La mise en accusation de Rafael Correa n'est pas sans rappeler celle de Lula au Brésil. Condamné à plus de huit ans de prison pour corruption, Lula a finalement été libéré en novembre 2019 après un an et demi d'incarcération. Une libération dont se sont félicités de très nombreux dirigeants politiques à travers le monde. Une condamnation de de l'ancien président équatorien supposerait la fin de sa carrière politique, la Constitution équatorienne interdisant aux personnes condamnées pour fraude, corruption ou enrichissement illégal d'être candidates à des élections.

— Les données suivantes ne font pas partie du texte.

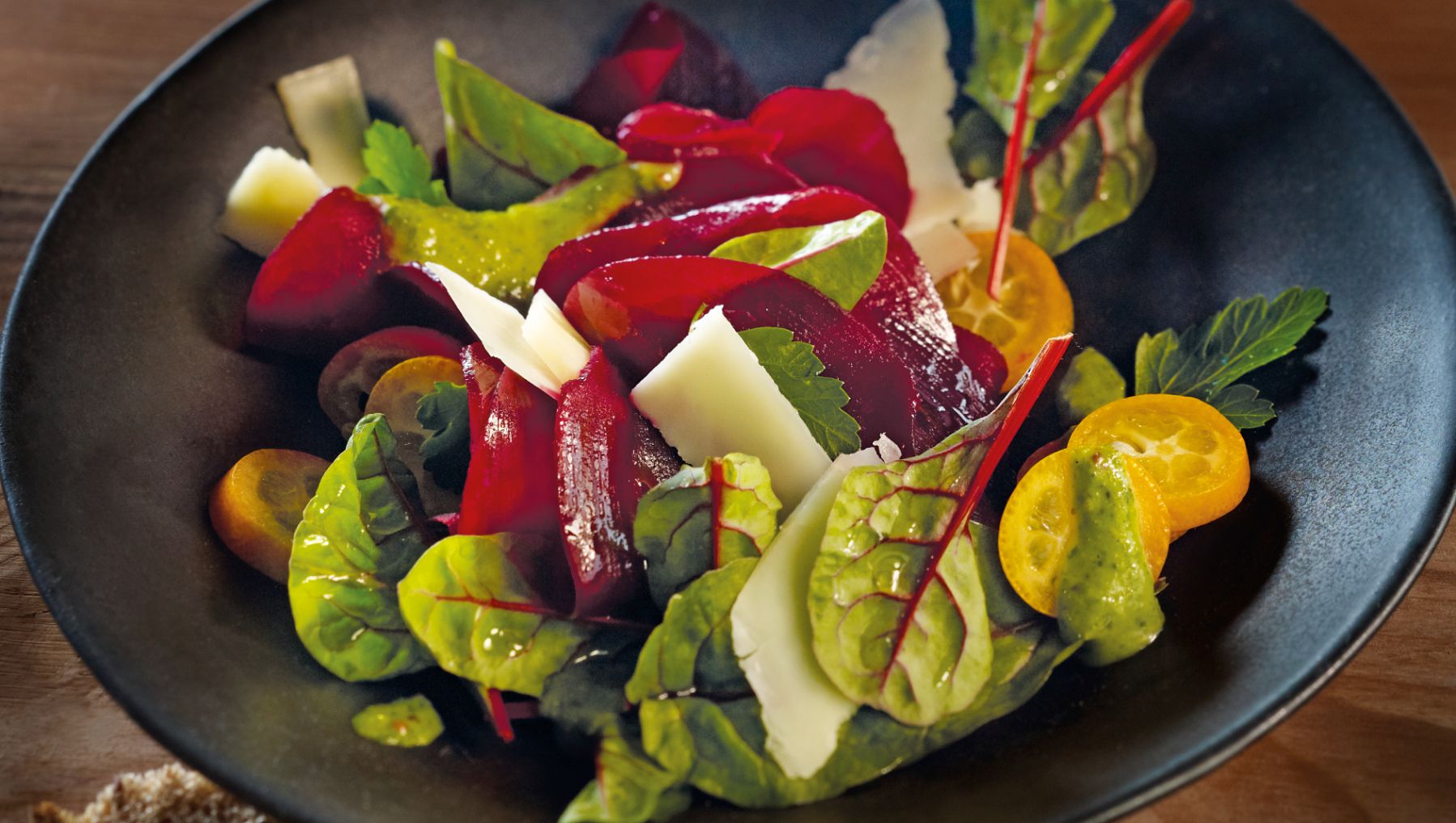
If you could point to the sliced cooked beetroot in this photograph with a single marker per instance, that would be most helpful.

Trahi par l'actuel président Lenin Moreno qu'il a participé à conduire au pouvoir, Rafael Correa semble pourtant décidé à revenir aux commandes de son pays. Ses partisans en Equateur sont déjà mobilisés et ses nombreuses publications sur Twitter indiquent qu'il se dirige vers une nouvelle candidature lors des prochaines échéances électorales.

Rafael Correa réside depuis 2017 en Belgique, pays d'où est originaire son épouse. Il dénonce une persécution politique de la part de son ancien allié politique, l'actuel président équatorien, Lenin Moreno, qu'il considère comme un traître. 

En octobre 2019, faisant face à un mouvement de contestation d'ampleur, Lenin Moreno avait dû quitter provisoirement Quito, la capitale du pays, accompagné de tout son gouvernement dont il avait même dû déplacer le siège à Guayaquil, la deuxième ville du pays située au sud-ouest de l'Equateur. Depuis cette cité portuaire, il avait accusé le président vénézuélien, Nicolas Maduro, et son prédécesseur, Rafael Correa, d'être derrière ces troubles. C'était pourtant l'application par Lenin Moreno d'un plan du FMI qui avait conduit à des grèves et des blocages de la population protestant contre une hausse exorbitante du prix du carburant de plus de 100%. Le prix du diesel a par exemple plus que doublé, passant de 1,03 dollar à 2,29 dollars – soit une augmentation de 123%. C'est également Lenin Moreno qui a ordonné l'abandon par l'Equateur du lanceur d'alerte Julian Assange qui avait trouvé refuge durant sept années à l'ambassade équatorienne à Londres, asile qui lui avait été accordé par Rafael Correa. Après la révocation de cet asile par Lenin Moreno, Julian Assange a été arrêté le 11 avril par les autorités britanniques et se trouve actuellement dans une prison de haute sécurité près de Londres en attendant la suite de son procès qui doit statuer sur la demande américaine de son extradition.